In light of the logistics and relatively long lead times of mining and refining metal, steel companies are collectively careful not to overproduce or underproduce relative to future demand. And, given how they're in the business, their read on the matter is likely to be a prescient one. If they see a potential glut on the horizon, there's apt to be one on the horizon. 

Underscoring this concern is investment bank Orient Securities' expectation for a 3.5% increase in China's iron ore output for the coming year. This is ore that eventually becomes steel. If that's the shape of things to come elsewhere, the recent stabilization of the world's steel stock levels is a legitimate worry. It could mark the beginning of a new inventory swell that further undermines steel prices.

Right company, wrong time

Don't misread the message. Steel Dynamics will survive any headwind stemming from the brewing swings not just in demand, but in supply as well. It's clearly survived them in the past.
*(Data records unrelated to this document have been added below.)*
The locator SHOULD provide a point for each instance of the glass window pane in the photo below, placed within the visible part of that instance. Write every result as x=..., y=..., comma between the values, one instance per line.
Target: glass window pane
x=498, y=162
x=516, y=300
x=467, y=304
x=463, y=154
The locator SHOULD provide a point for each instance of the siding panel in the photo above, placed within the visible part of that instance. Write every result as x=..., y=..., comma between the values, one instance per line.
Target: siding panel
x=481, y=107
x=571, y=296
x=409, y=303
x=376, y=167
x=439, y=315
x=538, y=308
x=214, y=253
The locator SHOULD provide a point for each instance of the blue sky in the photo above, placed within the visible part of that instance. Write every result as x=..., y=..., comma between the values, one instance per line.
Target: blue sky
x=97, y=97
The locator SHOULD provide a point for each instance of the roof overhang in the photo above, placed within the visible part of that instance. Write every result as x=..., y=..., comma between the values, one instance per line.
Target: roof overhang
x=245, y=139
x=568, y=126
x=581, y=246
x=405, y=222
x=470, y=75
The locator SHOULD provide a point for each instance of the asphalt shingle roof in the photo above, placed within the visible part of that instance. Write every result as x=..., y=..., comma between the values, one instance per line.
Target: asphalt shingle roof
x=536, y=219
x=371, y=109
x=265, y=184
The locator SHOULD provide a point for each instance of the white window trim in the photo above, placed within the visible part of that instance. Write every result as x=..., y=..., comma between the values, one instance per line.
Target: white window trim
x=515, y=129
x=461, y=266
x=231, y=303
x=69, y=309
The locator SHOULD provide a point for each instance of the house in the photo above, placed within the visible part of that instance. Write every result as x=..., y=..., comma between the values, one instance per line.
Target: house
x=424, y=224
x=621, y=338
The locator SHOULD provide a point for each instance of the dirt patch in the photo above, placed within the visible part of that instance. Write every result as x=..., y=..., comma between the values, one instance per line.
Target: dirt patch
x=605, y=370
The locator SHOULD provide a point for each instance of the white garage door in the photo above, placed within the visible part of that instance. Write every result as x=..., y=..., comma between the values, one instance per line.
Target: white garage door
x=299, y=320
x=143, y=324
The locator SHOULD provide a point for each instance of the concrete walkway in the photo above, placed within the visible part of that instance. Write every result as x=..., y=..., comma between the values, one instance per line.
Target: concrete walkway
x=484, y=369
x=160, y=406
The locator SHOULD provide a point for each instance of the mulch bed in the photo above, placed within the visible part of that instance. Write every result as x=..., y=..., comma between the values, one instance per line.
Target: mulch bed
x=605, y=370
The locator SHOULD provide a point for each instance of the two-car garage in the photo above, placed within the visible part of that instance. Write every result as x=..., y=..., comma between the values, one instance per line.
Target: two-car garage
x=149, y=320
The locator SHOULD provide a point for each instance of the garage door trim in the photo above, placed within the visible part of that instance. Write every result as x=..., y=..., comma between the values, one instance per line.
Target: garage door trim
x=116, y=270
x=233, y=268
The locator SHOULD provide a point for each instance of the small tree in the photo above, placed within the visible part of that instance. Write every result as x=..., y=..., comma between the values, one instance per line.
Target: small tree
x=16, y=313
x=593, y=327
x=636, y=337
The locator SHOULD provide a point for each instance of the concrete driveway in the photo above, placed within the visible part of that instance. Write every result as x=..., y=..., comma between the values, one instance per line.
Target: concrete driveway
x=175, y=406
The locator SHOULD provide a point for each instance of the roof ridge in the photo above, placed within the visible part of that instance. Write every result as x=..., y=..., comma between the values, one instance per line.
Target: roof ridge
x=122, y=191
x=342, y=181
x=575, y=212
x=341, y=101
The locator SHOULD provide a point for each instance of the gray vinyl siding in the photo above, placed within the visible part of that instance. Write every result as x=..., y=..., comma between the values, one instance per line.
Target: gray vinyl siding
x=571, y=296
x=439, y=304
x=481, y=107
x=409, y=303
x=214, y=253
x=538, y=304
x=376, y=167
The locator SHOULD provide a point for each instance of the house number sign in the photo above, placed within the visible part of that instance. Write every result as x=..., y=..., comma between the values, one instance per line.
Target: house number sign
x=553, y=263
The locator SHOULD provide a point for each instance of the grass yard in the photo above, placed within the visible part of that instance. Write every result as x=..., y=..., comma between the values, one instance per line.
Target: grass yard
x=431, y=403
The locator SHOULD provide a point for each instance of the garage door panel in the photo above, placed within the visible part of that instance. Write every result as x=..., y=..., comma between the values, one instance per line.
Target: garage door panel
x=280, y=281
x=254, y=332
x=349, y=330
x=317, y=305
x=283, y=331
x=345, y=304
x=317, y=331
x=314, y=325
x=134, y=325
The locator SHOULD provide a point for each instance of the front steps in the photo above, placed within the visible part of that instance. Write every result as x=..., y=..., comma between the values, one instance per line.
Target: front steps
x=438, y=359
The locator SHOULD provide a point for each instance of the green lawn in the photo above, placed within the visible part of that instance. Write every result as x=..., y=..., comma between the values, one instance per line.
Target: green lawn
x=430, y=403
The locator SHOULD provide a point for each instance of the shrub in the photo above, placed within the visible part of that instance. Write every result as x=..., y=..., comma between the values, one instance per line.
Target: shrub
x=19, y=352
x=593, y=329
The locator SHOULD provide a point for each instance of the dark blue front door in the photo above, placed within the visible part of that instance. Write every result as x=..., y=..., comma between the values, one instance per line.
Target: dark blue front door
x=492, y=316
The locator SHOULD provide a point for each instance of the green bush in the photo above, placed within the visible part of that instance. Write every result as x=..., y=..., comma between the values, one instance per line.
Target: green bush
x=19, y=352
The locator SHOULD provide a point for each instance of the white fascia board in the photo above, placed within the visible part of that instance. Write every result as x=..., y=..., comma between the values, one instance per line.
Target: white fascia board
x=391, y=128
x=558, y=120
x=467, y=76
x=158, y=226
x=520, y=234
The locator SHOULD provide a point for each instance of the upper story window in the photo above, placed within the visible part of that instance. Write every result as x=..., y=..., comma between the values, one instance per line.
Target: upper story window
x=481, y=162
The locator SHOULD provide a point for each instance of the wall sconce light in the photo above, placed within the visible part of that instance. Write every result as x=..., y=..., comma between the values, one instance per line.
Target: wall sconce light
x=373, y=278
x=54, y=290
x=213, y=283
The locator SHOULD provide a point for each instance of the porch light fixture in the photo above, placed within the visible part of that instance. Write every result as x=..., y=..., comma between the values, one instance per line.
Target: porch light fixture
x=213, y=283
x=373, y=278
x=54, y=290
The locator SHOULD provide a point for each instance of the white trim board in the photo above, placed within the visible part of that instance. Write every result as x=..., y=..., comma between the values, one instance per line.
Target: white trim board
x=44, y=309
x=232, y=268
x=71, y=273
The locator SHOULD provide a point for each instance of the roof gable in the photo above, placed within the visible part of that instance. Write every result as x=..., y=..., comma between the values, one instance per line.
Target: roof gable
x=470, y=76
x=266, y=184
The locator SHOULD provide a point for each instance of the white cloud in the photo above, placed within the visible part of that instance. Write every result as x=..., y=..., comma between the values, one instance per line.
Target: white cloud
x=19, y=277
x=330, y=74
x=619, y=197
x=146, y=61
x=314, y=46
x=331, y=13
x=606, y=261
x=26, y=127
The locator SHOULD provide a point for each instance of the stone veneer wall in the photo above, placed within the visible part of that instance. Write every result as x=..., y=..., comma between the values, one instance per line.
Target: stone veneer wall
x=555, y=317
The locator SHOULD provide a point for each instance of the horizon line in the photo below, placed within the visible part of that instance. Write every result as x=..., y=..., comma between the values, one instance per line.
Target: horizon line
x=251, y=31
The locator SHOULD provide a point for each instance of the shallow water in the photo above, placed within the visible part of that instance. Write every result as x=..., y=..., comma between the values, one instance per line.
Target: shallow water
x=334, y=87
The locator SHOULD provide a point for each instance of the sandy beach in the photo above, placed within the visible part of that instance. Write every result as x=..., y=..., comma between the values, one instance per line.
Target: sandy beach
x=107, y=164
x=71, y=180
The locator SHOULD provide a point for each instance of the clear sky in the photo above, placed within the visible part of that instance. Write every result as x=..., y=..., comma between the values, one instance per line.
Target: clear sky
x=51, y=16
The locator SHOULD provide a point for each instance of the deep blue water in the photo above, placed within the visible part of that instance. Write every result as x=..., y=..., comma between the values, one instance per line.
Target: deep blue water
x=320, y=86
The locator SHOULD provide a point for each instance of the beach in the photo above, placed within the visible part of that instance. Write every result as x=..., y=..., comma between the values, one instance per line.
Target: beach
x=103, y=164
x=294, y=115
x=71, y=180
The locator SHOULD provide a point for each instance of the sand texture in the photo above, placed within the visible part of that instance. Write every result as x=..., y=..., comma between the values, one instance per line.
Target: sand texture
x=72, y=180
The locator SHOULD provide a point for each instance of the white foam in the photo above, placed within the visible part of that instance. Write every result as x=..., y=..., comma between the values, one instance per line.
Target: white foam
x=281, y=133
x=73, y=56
That doesn't mean the stock won't once again suffer from the industry's perpetual cyclical swings, however.

Whether or not the world slips into a full-blown recession, economic weakness is afoot. If we're not at a peak for producers' profits, we're at least apt to be near one. At the same time, it may already be too late for curbed output to stave off a near-term expansion of the world's steel inventory levels.

So, to answer the question, no -- long-term investors shouldn't buy Steel Dynamics at its all-time high. They should wait until the impending supply/demand/pricing dynamic runs its course and then step in. Just realize it's a dynamic that could take months or even years to fully play out.